In response to:

Cuba: The Human Rights Show from the June 15, 1989 issue

To the Editors:

With respect to Aryeh Neier’s “Cuba: The Human Rights Show” [NYR, June 15], it should be recalled that in an interview published in Playboy, January, 1967, Fidel Castro admitted that there were 20,000 political prisoners in Cuban jails. It is a safe assumption that on a per capita basis, there were more political prisoners in Cuba than in any other country, with the possible exception of the People’s Republic of China.
Sincerely,

Maurice Halperin
Professor Emeritus
Simon Fraser University
Burnaby, British Columbia

Aryeh Neier replies:

In the first paragraph of an article that I published in the July 17, 1986, New York Review, I wrote:

Since Fidel Castro took power in 1959, Cuba has confined large numbers of political prisoners for longer periods than any other country in the world. No one outside Cuba knows how many, but Fidel Castro himself has said publicly that at one time there were as many as fifteen thousand, and he reportedly told one of his biographers that the number was twenty thousand.

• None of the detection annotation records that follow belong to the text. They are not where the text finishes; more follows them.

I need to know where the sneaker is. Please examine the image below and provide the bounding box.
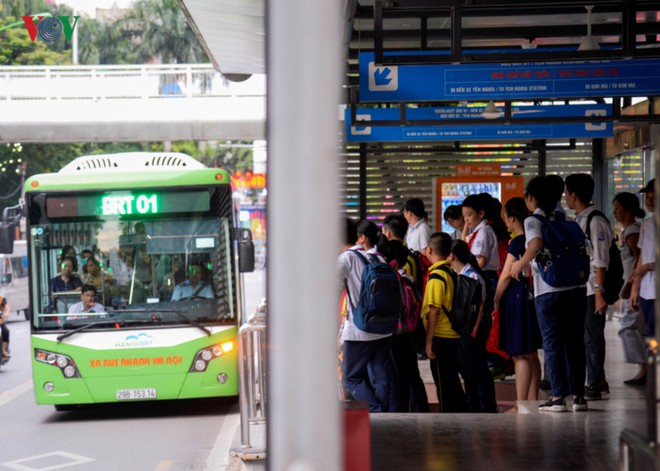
[600,381,610,399]
[539,398,568,412]
[584,384,609,401]
[573,396,589,412]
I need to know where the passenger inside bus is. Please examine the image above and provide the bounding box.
[83,257,119,305]
[50,257,82,313]
[172,262,213,301]
[66,284,105,320]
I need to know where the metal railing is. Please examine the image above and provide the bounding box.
[232,300,268,459]
[619,339,660,471]
[0,64,266,101]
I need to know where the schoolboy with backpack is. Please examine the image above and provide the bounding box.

I was not aware of the Playboy interview, but as Professor Halperin recalls it, the number mentioned is consistent with what Castro said elsewhere.

To Professor Halperin’s citation of China as a possible per capita competitor with Cuba, I would add Indonesia (where, according to the government, there are 1.4 million surviving ex-political prisoners from the 1960s) and Uruguay (a tiny country of 3 million where 6,000 political prisoners at a time were confined under the military dictatorship of the 1970s and the early 1980s). More recently, South Africa imprisoned about 25,000 at the height of the “emergency” in 1986 and, when the pass laws were in effect, about a quarter of a million persons a year were imprisoned for a few weeks at a time for violations. During the past year, with some 2,600 administrative detentions at one time, the Israeli occupied territories probably had the highest number of political prisoners per capita in the world.

Though I think it is important to recall the extent of political imprisonment in Cuba in the 1960s in assessing Fidel Castro’s regime, it is also useful to acknowledge the decline in the number of political prisoners since then in calling attention to the remaining prisoners and to the many other persisting abuses of human rights. That was one of the main points of the article on which Professor Halperin comments.